Government defends plans for noise limit at protests

By Justin Parkinson
Political reporter, BBC News

Published

The government has defended its plan for noise limits on protests in England and Wales, saying it will affect only "very disruptive" gatherings.

MPs will debate the Police, Crime, Sentencing and Courts Bill - which would apply existing rules for marches to "static" gatherings - on Monday.

Home Office minister Victoria Atkins said she "absolutely" supported the "right to peaceful protest".

But Labour called the bill "poorly thought out" and "a mess".

The party will order its MPs to vote against the legislation, which also includes stronger police powers to break up "unauthorised encampments" and "longer" sentences for people convicted of serious crimes.

The bill's first detailed discussion in Parliament comes after four people were arrested during a vigil on London's Clapham Common on Saturday to mourn the killing of 33-year-old Sarah Everard.

The Metropolitan Police have been accused of being too aggressive in their handling of demonstrators, but the force said it had acted to protect people's safety and prevent possible coronavirus infections.

The controversy is likely to provoke extra interest when MPs begin their debate on the legislation, which the government says will allow police to "impose conditions such as start and finish times and maximum noise levels on static protests" of whatever size.

This is intended to prevent "intimidation or harassment" or "serious unease, alarm or distress" to bystanders, it adds.

'Real distinction'

Asked on BBC's Andrew Marr Show whether the bill would inhibit personal freedom, Ms Atkins replied: "I want to draw a very firm distinction between the peaceful vigil that [Saturday's] was and was intended to be and some of the very, very disruptive protests that we've seen in the last few years."

These had involved people blocking a hospital entrance and "gluing themselves to buildings and gates, and stopping members of the public going about their business", she added.

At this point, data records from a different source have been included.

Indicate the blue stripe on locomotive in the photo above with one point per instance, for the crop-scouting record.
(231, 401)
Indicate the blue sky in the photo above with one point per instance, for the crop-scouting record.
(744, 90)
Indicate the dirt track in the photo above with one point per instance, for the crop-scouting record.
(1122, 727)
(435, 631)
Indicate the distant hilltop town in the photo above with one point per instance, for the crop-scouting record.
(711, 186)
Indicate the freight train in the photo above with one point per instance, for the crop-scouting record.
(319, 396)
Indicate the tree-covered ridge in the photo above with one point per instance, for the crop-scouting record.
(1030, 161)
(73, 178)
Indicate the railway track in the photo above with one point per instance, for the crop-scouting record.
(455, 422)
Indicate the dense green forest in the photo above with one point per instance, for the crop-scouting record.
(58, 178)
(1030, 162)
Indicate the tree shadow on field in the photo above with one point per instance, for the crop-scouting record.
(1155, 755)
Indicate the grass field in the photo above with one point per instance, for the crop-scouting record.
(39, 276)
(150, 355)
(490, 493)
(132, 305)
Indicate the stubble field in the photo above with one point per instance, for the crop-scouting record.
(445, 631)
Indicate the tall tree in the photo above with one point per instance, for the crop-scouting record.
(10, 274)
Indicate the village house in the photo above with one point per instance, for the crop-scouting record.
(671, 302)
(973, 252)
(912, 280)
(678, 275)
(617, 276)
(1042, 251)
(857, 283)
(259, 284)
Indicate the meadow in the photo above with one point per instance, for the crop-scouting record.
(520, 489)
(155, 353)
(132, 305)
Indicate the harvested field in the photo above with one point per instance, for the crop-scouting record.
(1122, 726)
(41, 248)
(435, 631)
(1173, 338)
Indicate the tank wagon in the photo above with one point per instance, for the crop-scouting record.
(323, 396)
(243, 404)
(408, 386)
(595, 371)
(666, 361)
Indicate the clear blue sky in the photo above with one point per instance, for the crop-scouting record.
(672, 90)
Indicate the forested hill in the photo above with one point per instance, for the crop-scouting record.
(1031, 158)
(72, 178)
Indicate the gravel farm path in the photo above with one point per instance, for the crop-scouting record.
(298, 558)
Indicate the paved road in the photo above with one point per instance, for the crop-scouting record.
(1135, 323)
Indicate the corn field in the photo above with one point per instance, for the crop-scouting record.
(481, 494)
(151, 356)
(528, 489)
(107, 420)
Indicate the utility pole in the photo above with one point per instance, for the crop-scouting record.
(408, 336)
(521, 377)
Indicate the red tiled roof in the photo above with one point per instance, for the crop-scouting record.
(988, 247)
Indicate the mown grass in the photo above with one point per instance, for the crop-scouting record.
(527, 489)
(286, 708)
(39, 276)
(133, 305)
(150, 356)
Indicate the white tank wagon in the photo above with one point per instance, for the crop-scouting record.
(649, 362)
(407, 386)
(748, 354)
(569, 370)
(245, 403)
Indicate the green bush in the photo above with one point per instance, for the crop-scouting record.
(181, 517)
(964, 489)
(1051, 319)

There was a "real distinction" between activities which "inhibit the lives of people" and peaceful protest, Ms Atkins said.

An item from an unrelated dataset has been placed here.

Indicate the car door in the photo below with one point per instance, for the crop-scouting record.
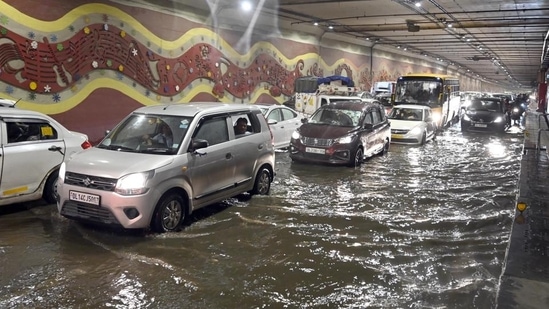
(247, 149)
(211, 168)
(31, 149)
(277, 125)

The bill would update legislation put in place in 1986, which the minister described as a "very, very different" time.

"We absolutely support the right to peaceful protest," she added.

"Of course make your protest, but can we try to do it in a way that's slightly more balanced than the law will currently allow?" Ms Atkins said.

'Living in fear'

For Labour, shadow justice secretary David Lammy said this was "no time to be rushing through poorly thought out measures to impose disproportionate controls on free expression and the right to protest".

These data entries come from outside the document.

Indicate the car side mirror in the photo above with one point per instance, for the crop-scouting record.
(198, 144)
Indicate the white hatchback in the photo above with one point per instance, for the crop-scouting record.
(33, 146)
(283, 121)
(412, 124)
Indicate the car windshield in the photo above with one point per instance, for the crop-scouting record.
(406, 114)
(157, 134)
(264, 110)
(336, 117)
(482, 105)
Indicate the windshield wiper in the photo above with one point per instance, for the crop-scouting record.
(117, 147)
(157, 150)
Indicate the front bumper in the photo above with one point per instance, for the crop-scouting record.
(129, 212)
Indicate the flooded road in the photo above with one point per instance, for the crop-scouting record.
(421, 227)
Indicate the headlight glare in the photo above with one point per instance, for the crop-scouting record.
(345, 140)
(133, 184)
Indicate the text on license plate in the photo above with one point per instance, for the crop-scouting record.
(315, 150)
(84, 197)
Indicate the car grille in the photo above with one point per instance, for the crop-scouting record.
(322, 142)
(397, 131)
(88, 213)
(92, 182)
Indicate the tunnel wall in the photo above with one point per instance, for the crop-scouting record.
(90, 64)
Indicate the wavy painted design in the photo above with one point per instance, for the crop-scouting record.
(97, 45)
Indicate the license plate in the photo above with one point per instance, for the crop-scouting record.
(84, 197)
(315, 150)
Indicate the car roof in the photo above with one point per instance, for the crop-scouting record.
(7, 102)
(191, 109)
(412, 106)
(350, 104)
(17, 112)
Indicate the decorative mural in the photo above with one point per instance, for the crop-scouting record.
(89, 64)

He added that the government had "brought forward a bill that is seeking to divide the country".

Mr Lammy urged ministers to work with his party "to legislate to tackle violence against women which is forcing so many across the country to live in fear".

On Saturday, Met Police officer Wayne Couzens, 48, appeared at Westminster Magistrates' Court charged with Ms Everard's kidnap and murder. He was remanded in custody to appear again at the Old Bailey on 16 March.

Ms Everard disappeared when walking home to Brixton from Clapham in south London on 3 March.

Her body was found in an area of woodland in Ashford, Kent, Westminster Magistrates Court heard.